There is a growing awareness among corporate leaders and investors that diverse boards can help companies better serve consumers, customers employees, communities and employees. Additionally recent debates on gender and racial equality in the workplace have led to state-level legislation to promote and encourage diversity in corporate boardrooms.
Numerous studies have linked higher levels of board diversity with superior company performance. A 2015 McKinsey study found that companies in the top quarters of diversification of race were 33 percent more likely than those in the bottom quarter to outperform them. Another study from 2016 found that women on boards are associated to lower volatility in earnings https://boardroomsales.com/setting-strong-goals-for-a-board-of-directors/ and a better stock liquidity as well as improved investor perceptions about firm value.

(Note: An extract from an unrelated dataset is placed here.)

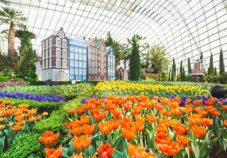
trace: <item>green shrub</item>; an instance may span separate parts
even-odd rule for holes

These findings suggest that cognitive diversity enhances board decision-making and enhances the ability of boards to effectively mentor and supervise management. The variety of demographic characteristics, such as age and race, and gender, also helps create an inclusive and respectful culture in the boardroom. This encourages healthy debates and open exchanges of ideas.
Another key aspect is functional diversity that refers to the diversity of knowledge and experience board members bring to the table. The variety of functional attributes such as tenure and educational background improves the board’s ability to understand the cognitive resources of the group members (such as their talents and knowledge) and can lead to better decisions by the board.
Boards should be proactive about diversity and employ a variety of methods to search for new members. But the most important factor is to ensure that all directors buy into the importance of considering diverse viewpoints in boardroom discussions. If everyone is aware of the reasons and how this will benefit the company board members will naturally encourage the exchange of different perspectives.